Warhammer goes back to its original fantasy setting in Warhammer: The Old World this month

To my mind, the aesthetic of Games Workshop's original tabletop wargame Warhammer Fantasy Battle can be summed best by a Monty Python quote. It's the bit in Holy Grail where a commoner says he can tell Arthur must be a king because "he hasn't got shit all over him."

Though the grubby fantasy of old school Warhammer ended to make way for the shinier skirmish wargame Age of Sigmar, it still has plenty of fans—enough that Games Workshop is bringing it back under the name Warhammer: The Old World with a new edition launching on January 20.

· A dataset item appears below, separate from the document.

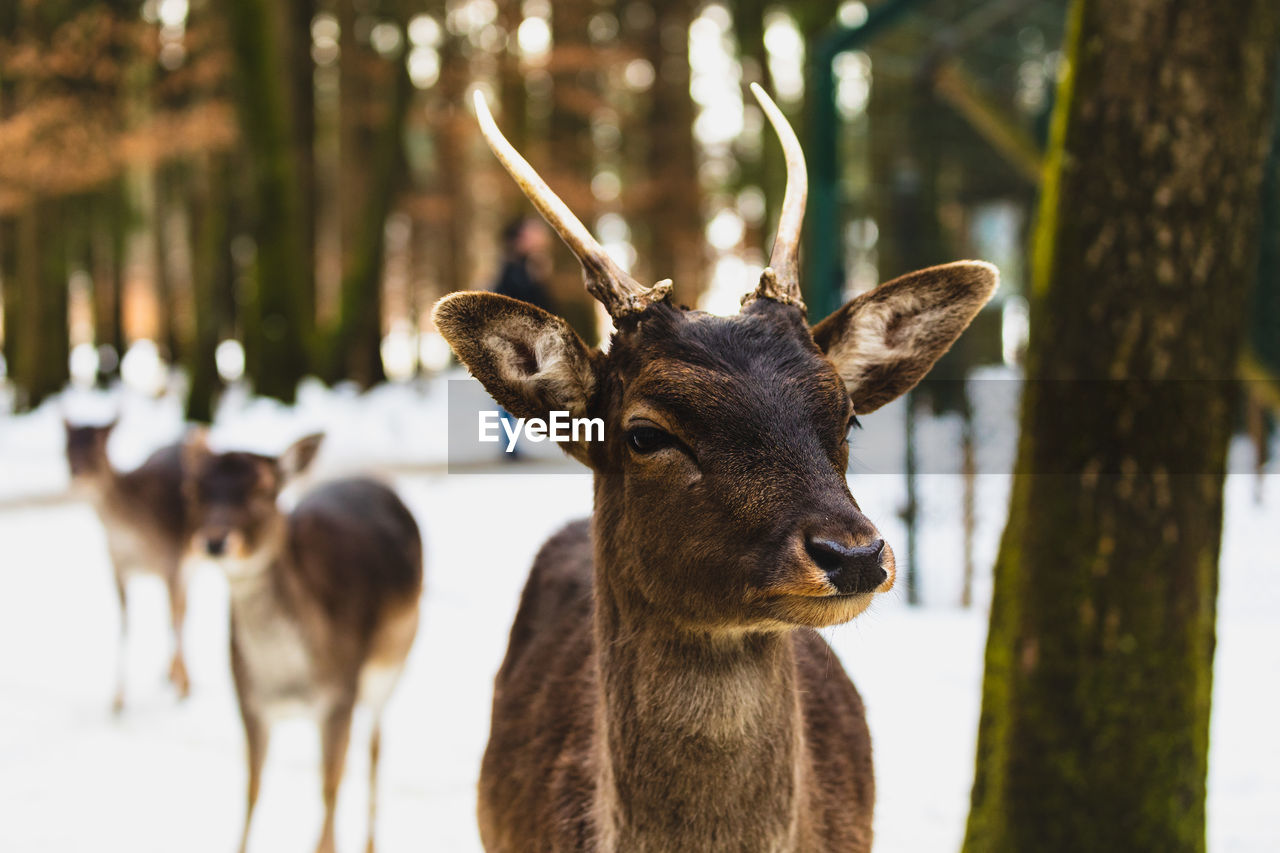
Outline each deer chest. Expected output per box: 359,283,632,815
230,593,324,717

The new rules blend those of various editions of Warhammer Fantasy Battle, and can be seen in play in the battle report above. Unlike Age of Sigmar or Warhammer 40,000 it's a rank-and-flank wargame where troops on square bases form up in units and positioning and line of sight are important considerations. You need a fair few models to make the average unit of archers or whatever, which is why it's nice to see Games Workshop officially endorsing the use of unit fillers to bulk out your regiments.

Two boxed starter sets will be available if you don't happen to have an old army knocking around in a box somewhere: one for the Egyptian-themed Tomb Kings of Khemri and one for the "what if King Arthur was French" army of Bretonnia. The Bretonnians really exemplify that Monty Python divide, with an army combining armored knights with an underclass of filthy peasants whose oppression funds the knights' fancy gear, horses, and pegasi. There's a rule that knights are exempt from the normal panic test units have to make when they see an ally fleeing so long as that ally is a unit of peasants, because the knights just don't care.

Warhammer: The Old World has already gone up for preorder. There's a core rulebook and two army books, one collecting all the lists for good armies called Forces of Fantasy and one for evil armies called Ravening Hordes, which are a nice callback to the names of supplements for its first and second edition respectively.